Wed, 29 Aug 2001 Source: GNA

The First phase of the Ghana Ports and Harbours Authority (GPHA) privatisation programme under which cargo handling and stevedoring services would go wholly to the private sector would start next month.

Mr Ben Owusu-Mensah, Director-General of the GPHA, who announced this at Tema on Monday, said a number of local and foreign companies interested in the policy have already applied to the Ministry of Transport and Communication (MOTC).

He was briefing 20 newly appointed ambassadors, who were on a nation-wide tour for a proper insight into various sectors of the Ghanaian economy to enable them to market Ghana properly to attract foreign investors when they go to their postings.

Mr Owusu-Mensah said the second phase of the programme, under which the port would be fully privatised would start in July next year to be completed by December, the same year.

He said the GPHA would then become mainly a landlord with more regulatory functions and companies given licence to operate would pay royalties to the authority. The GPHA may also enter into joint ventures with some of the companies and its cargo handling equipment handed over to them.

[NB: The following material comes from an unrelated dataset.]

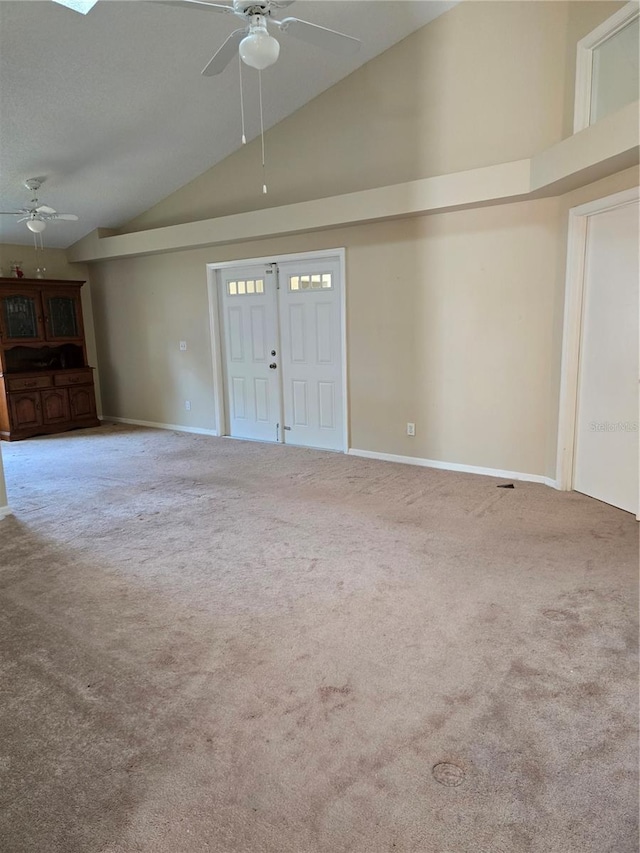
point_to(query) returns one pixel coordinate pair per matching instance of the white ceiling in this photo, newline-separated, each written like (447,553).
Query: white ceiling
(111,108)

He said workers should not expect any labour losses since companies licensed to work would be expected to absorb them.

Mr Owusu-Mensah said the GPHA wants to link the port to the country's railway system and urged investors to consider reviving the railway line from Accra to Tema and also constructing a new one from Tema to Akosombo.

The railway line to Akosombo is expected to help in the transhipment of cargo from Tema through the Volta Lake to landlocked countries such as Burkina Faso, Mali and Niger that now prefer to send their shipments through the Tema Port.

Mr Nestor Galley, Director of the Tema Port, said the port was currently being dredged to a depth of between 11.5 metres and 12.5 metres to enable it accommodate bigger vessels.

Another berth, which is 375 metres long, would be extended to 575 metres to enable it to accommodate longer vessels. This would boost business at the port where some shipping lines are using for transhipment of cargo from bigger ships into smaller ones for their final destinations.

Mr Galley said as at June, Tema Port recorded 111,000 metric tonnes of transit cargo as compared to 140,000 tonnes for the whole of last year and this was expected to go higher by the end of this year. Last year, the port recorded 6.2 million tonnes of cargo and this also was expected to increase by the end of this year looking at current statistics.